Passengers must fill out form saying where they intend staying in Ireland

There is a legal requirement for passengers arriving into the country to fill in a form saying where they intend to self-isolate for two weeks remains in place.

But the Government has said it is considering whether to introduce so-called "air bridges" between Ireland and other countries where the incidence of Covid-19 is low.

The move would mean those arriving into Ireland from those countries would no longer be expected to self-isolate.

Ryanair increasing flight schedule

Ryanair has been pushing the Government to drop these quarantine procedures, describing them as useless.

It has argued strongly that protocols developed by aviation regulators and public health experts at European level that are designed to make air travel safer are sufficient.

The company said its schedule increase will allow thousands of Ryanair crew members in Ireland and across Europe, as well as airport support teams, to resume working after more than three months of inactivity.

Passengers and crew will have to wear face masks/coverings in the airport and on board aircraft though.

Passengers are also being encouraged to use fewer check bags. In-flight services will be cashless and hygiene procedures have been improved.

The airline has been operating around 250 flights each day for the last ten days of June to bring aircraft, crews and maintenance teams back into service.

It hopes to carry more than 4.5m customers this month.

Ryanair CEO Eddie Wilson says people will act responsibly travelling at home or abroad

Ryanair previously warned that the Covid-19 crisis could force it to reduce its workforce by up to 3,000 and that it would take two years before capacity returned to normal levels.

CEO Eddie Wilson said people will not "lose their heads" just because they are going on holidays, and the notion that Covid-19 "just comes from somewhere else other than Ireland" is not the case.

Also speaking on Morning Ireland, Mr Wilson said he believes that people who travel will act responsibly, whether travelling abroad or in Ireland.

The airline is not returning to the skies simply for tourism, he said, but for jobs and business, and for people to visit family and friends.

"We've got to get the balance of public health and restoring business as normal", he said. "And we're following the European Centre for Disease Control rules on compliance and getting confidence back in travel."

Every other European country is open, Mr Wilson said, and the UK is due to announce air corridors today.

"The only country that’s out of step is Ireland."

He said that this means we are taking "huge risks" with potential job losses, and losing the summer season, because around 100,000 people here depend on tourism.

Mr Wilson said those who choose not to travel will not get a refund, but he added that there have not been many cancellations for July.

He said Ryanair has worked its way through over 50% of the refunds that are due as a result of cancellations over the last number of months, and he hopes that a large proportion of the backlog will be reduced further over the coming weeks.

"It is frustrating for customers", Mr Wilson said. "But those who have opted for a refund will get their cash back. We've worked our way through March and we're a good way through those April cancellations, which was the largest part of the cancellations.
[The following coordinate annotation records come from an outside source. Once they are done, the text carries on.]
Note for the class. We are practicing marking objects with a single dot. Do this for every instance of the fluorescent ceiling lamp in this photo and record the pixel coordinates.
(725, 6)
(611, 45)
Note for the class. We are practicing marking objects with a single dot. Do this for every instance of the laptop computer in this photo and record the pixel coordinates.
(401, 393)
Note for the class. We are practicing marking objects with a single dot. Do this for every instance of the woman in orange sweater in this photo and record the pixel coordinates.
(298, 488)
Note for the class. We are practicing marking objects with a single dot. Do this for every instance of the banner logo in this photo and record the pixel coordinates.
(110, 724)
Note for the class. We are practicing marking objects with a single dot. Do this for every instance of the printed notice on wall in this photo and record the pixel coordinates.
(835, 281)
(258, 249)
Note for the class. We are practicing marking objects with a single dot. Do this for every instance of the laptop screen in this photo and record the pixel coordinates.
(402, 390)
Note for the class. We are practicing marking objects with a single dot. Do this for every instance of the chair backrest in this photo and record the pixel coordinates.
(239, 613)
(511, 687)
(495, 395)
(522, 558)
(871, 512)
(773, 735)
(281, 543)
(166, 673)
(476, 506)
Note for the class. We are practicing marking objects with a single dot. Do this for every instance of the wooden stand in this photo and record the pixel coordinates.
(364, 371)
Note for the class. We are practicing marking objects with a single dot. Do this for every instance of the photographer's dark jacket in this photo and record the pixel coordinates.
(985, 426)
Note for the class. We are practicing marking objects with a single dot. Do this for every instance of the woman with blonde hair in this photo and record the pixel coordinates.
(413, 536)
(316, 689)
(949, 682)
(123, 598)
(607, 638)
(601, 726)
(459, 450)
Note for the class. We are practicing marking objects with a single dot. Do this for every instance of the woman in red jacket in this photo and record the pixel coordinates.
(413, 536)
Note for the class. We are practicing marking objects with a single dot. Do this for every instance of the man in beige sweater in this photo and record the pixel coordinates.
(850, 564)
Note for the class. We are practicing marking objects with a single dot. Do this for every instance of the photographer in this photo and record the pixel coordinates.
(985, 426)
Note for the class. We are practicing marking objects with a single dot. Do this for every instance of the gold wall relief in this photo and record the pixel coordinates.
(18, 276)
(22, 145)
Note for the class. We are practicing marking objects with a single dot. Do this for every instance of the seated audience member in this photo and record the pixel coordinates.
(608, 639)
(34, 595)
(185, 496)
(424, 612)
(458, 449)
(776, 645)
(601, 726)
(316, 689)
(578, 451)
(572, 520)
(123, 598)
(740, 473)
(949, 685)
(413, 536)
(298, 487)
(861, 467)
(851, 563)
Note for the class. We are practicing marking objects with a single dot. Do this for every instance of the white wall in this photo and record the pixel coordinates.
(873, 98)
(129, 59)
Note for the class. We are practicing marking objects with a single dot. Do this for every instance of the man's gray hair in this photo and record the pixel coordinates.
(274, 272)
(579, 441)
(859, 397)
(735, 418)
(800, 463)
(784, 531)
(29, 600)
People who have opted for a refund – I just ask them to be patient with us as we work our way through it."

Everybody at the airline, he said, is taking a pay cut.

O'Leary planning 3,500 job losses if no agreement on pay cuts

Group chief executive Michael O'Leary said again this morning that Ryanair was planning around 3,500 job losses if it cannot agree pay cuts with its staff.
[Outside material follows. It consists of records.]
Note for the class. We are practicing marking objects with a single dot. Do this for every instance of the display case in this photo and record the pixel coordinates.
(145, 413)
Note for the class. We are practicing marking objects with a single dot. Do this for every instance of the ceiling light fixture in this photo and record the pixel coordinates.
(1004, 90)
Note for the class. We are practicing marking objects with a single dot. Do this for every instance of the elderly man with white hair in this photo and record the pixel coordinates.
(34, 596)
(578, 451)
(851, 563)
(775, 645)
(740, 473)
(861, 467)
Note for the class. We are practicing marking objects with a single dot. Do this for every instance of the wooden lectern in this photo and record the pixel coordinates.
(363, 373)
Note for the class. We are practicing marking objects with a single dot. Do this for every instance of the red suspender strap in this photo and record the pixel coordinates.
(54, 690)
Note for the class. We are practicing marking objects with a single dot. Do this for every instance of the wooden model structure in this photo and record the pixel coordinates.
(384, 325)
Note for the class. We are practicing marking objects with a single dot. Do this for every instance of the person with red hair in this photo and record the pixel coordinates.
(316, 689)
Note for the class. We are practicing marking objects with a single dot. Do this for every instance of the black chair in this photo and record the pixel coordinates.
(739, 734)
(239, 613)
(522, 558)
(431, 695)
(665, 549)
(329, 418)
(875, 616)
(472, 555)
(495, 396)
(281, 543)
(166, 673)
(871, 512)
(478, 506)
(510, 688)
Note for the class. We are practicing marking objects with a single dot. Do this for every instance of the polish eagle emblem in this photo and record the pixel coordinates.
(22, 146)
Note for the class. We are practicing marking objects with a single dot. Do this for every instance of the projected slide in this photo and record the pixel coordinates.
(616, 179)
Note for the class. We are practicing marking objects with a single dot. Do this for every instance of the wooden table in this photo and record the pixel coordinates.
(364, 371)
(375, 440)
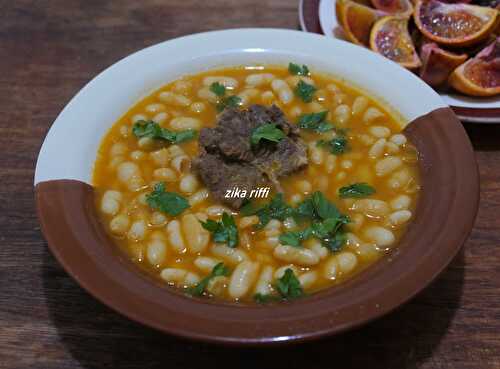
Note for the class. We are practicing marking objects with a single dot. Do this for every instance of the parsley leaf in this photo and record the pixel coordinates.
(219, 270)
(305, 91)
(230, 101)
(315, 122)
(170, 203)
(218, 89)
(152, 129)
(268, 132)
(356, 190)
(336, 146)
(224, 231)
(289, 286)
(298, 70)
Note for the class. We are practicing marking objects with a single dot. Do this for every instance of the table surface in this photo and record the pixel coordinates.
(49, 50)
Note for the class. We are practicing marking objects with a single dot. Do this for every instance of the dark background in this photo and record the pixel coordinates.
(48, 51)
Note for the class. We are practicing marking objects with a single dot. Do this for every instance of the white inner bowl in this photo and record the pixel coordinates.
(70, 148)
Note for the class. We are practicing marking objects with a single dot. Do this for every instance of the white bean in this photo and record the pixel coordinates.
(263, 285)
(119, 225)
(160, 117)
(205, 264)
(372, 114)
(331, 268)
(205, 94)
(160, 157)
(174, 99)
(156, 252)
(259, 79)
(184, 123)
(118, 148)
(284, 92)
(359, 105)
(301, 256)
(347, 261)
(380, 131)
(399, 217)
(110, 203)
(189, 184)
(165, 174)
(155, 108)
(198, 197)
(217, 210)
(371, 207)
(377, 149)
(228, 254)
(196, 236)
(398, 139)
(137, 230)
(342, 114)
(308, 279)
(316, 154)
(401, 202)
(181, 163)
(227, 82)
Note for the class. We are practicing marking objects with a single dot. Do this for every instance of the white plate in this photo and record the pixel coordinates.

The airline had previously said that it had cut more than 250 staff from its office around Europe and was looking at up 3,000 cuts among pilot and cabin crew.

"We've already announced about 3,500 job losses but we're engaged in extensive negotiations with our pilots, our cabin crew and we're asking them to all take pay cuts as an alternative to job losses," Mr O'Leary told BBC.

"We're looking from 20% from the best paid captains, 5% from the lowest paid flight attendants and we think if we can negotiate those pay cuts by agreement, we can avoid most but not all job losses," he added.

Mr O'Leary also said he was taking a 50% pay cut.